Mali Sanctions Loom, Rebels Seize North

A 72-hour deadline, set by West African bloc ECOWAS, for soldiers to start returning to barracks expired overnight as northern separatist rebels said they had completed a lightning push south, seizing three regional capitals in as many days as Mali’s army units retreated.

A senior ECOWAS official accused the junta of “buying time” with the promises but said a decision over sanctions would only be taken at a summit held on Dakar on Monday on the sidelines of the swearing-in of Senegal’s new president, Macky Sall.

Last month’s coup, weeks before President Amadou Toumani Toure was due to step down for elections, shattered the international reputation of stability and democracy that Africa’s No. 3 gold producer had previously enjoyed.

The push by rebels, whose ranks were swelled by fighters returning from the Libyan conflict, has also deepened insecurity across the Sahara-Sahel band, already awash with Islamists, traffickers and bandits.

France and Britain have advised their citizens to leave the country due to the insecurity.

“Captain Amadou Sanogo and his group are just buying time,” Remi Ajibewa, head of political affairs and international cooperation at ECOWAS, told Reuters after the coup leader pledged to reinstate the constitution and all state institutions before holding an election.

“Apart from announcing the restoration of the 1992 Constitution they have not set out any timetable to hand over power to a democratically elected government in Mali,” he added.

ECOWAS has threatened the closure of trade borders, diplomatic isolation and a freeze in funding from the regional central bank.
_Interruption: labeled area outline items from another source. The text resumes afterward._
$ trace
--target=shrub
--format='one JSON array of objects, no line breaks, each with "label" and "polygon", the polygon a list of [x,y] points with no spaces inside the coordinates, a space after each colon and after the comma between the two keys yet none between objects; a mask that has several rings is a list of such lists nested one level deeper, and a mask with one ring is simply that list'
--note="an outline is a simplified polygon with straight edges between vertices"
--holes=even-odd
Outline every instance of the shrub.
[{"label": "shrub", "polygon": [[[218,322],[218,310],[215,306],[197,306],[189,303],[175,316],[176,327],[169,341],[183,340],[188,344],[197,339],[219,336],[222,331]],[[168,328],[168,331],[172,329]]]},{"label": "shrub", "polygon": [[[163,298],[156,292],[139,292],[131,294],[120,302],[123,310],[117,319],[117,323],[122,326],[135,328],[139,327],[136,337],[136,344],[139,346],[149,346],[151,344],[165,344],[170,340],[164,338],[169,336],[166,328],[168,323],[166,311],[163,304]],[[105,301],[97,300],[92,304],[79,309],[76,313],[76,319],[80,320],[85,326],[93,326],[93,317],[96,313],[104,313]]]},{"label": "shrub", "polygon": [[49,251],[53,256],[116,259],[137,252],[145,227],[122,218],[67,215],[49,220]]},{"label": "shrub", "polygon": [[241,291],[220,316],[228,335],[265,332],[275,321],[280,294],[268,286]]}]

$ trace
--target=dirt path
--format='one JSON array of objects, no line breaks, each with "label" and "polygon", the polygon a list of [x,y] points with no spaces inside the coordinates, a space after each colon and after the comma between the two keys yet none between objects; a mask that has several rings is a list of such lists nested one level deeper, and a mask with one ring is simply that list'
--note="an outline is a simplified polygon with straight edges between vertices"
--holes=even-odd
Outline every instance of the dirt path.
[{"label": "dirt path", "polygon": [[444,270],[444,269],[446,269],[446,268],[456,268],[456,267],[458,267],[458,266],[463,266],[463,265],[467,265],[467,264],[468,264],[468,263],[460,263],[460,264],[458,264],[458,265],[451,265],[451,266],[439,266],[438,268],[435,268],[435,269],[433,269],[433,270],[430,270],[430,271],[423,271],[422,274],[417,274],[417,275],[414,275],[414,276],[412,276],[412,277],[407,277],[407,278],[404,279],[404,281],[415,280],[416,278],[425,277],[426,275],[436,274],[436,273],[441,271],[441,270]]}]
However there was no sign early on Monday of moves to implement the measures.

Ivory Coast President Alassane Ouattara, who heads ECOWAS, said he spoke to Mali’s junta chief on Sunday to thank him for the pledge to restore constitutional order but did not indicate if the move had been enough to ward off regional isolation.

The threat of sanctions underlines how seriously Mali’s neighbours take a coup which they fear could trigger similar attempts in their own countries which have been blighted by decades of civil war and power grabs.

Ben Cassabane, a Ivorian military officer, said Mali’s border with Ivory Coast remained open on Monday morning.

“We haven’t received any orders to close (the border) but we will wait to see if that will change after the ECOWAS meeting,” he said.

SHARIA LAW

Coup leader Sanogo cited Toure’s poor handling of the rebellion, with soldiers in remote areas lacking equipment, ammunition and food, as the main reason for the coup.

Yet, since the military came to power, the MNLA rebels, seemingly operating alongside another group that wants to impose sharia law, have overrun the capitals of the three regions they want to seize to create an independent state called Azawad.

Timbuktu, after Kidal on Friday and Gao on Saturday, was the last to fall as army units fled on Sunday.

Hama Ag Mahmoud, a member of the MNLA’s political wing, said the group did not plan to push further south. “Our aim today is not to go beyond the borders of Azawad,” he told Reuters.

“We don’t want to give anyone the impression that we are war-mongers so, once we have freed the areas we target, the job is done,” he added.

Ag Mahmoud rejected any MNLA rebel links with Islamist groups but witnesses in Kidal and Gao reported signs of Islamist fighters having collaborated with the MNLA in the advance.

Residents in the regional capital of Kidal, the northernmost of the towns captured, reported the black flags of Iyad Ag Ghali’s Ansar Edine movement, which wants to impose sharia law across Mali, flying in many parts of town.

Music had been banned from being broadcast on radio stations and residents were no longer allowed to wear Western-style clothes, one resident told Reuters, asking not to be named.

A witness in Gao said many symbols of the state or Western influence – including local bureaus of aid agencies and hotels serving alcohol – were ransacked by Islamists on Sunday.

Ouattara said the West African leaders assembled in Senegal would discuss the crisis in Mali’s north.

“We strongly support Mali’s territorial integrity and we will put all necessary measures so as to end the rebellion and so that Mali can regain its territorial integrity,” he said.

ECOWAS has been mulling for weeks how to help Bamako fight off the rebellion but the bloc has no standing army and assistance from the region and Western partners has been effectively blocked by the coup.